Astronomers are late witnesses
Drama in space: black hole swallows star
Black holes can tear apart stars with their gravity.
© Source: ESO/M.Granimeter
12.4 billion years ago, a catastrophe occurred in the still young cosmos: A very massive black hole in the center of a galaxy tore a star apart with its gravity. With numerous telescopes on earth and in space, astronomers were able to capture the radiation of the distant event in February of this year. As the scientists report in the journals “Nature” and “Nature Astronomy”, the catastrophe produced a high-energy beam of matter that was aimed almost exactly at Earth.
Disaster could be observed from a great distance
When a black hole tears apart a star – astronomers speak of a “tidal disruption event”, or TDE for short – the debris falls into the black hole and lights up brightly. The sky researchers have now registered almost a hundred candidates for such events. In rare cases, the magnetic field of the black hole can cause part of the infalling stellar matter to shoot far into space as a tightly bundled beam of matter – called a jet.
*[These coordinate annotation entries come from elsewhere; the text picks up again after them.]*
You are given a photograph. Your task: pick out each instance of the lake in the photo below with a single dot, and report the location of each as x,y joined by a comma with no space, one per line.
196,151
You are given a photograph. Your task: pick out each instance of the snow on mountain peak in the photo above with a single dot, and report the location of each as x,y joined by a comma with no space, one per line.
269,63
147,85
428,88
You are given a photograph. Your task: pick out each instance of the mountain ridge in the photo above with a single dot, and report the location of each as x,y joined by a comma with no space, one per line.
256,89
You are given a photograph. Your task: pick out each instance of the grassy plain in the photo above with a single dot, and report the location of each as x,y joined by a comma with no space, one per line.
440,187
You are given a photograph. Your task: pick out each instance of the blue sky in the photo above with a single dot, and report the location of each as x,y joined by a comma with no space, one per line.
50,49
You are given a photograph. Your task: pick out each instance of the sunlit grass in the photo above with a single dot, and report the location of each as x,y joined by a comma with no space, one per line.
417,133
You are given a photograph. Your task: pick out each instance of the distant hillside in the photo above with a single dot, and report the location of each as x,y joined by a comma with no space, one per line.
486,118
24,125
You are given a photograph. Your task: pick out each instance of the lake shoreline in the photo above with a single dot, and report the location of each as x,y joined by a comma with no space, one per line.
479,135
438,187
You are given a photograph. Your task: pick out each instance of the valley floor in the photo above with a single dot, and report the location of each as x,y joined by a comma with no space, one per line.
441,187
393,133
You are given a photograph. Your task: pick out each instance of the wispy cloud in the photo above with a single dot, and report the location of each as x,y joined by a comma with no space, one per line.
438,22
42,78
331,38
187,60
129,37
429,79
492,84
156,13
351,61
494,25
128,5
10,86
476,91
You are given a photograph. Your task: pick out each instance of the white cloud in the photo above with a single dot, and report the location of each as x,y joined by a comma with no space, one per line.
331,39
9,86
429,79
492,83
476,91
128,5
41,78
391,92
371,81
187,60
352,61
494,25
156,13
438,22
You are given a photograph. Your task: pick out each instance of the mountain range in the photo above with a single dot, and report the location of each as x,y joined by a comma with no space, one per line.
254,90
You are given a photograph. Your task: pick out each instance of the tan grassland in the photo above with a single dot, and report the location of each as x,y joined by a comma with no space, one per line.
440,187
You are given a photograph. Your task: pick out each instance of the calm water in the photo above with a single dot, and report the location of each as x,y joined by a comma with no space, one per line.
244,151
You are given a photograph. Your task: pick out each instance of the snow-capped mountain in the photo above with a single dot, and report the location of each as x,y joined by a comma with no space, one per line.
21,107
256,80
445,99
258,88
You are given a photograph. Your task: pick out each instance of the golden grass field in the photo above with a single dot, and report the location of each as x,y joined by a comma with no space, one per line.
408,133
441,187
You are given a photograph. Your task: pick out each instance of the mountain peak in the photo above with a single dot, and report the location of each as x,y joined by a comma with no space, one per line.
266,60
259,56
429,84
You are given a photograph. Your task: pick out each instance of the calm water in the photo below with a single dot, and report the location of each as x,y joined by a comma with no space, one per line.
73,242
“If by a happy coincidence the direction of such a jet coincides with our line of sight, the brightness of the event increases by several orders of magnitude,” explain Dheeraj Pasham from the Massachusetts Institute of Technology in the USA and his colleagues. This allows the catastrophe to be observed from far greater distances. And that was exactly the case with the event cataloged AT 2022cmc.
Black hole was relatively small – and rotated rapidly
The event was first discovered on February 11 with the Zwicky Transient Factory, a special telescope for detecting short-term celestial events. Astronomers all over the world were quickly alerted – and so the researchers were able to observe the distant catastrophe in all wavelength ranges from radio to X-rays. AT 2022cmc is only the fourth TDE in which such a high-energy jet has been detected – and it is the furthest distance from Earth to date.
The researchers were able to gain some information about the black hole from the strength of the energy emitted in different wavelength ranges and the slow decay of the radiation. With a maximum of ten million solar masses, it is relatively small from an astronomical point of view – black holes in galaxy centers can contain up to several billion solar masses. The data also shows that it is likely to rotate rapidly. To the surprise of the researchers, the magnetic field in the area of the jet appears to be weaker than theoretical models predict. “This is a challenge for our understanding of the formation of such jets,” say Pasham and his colleagues.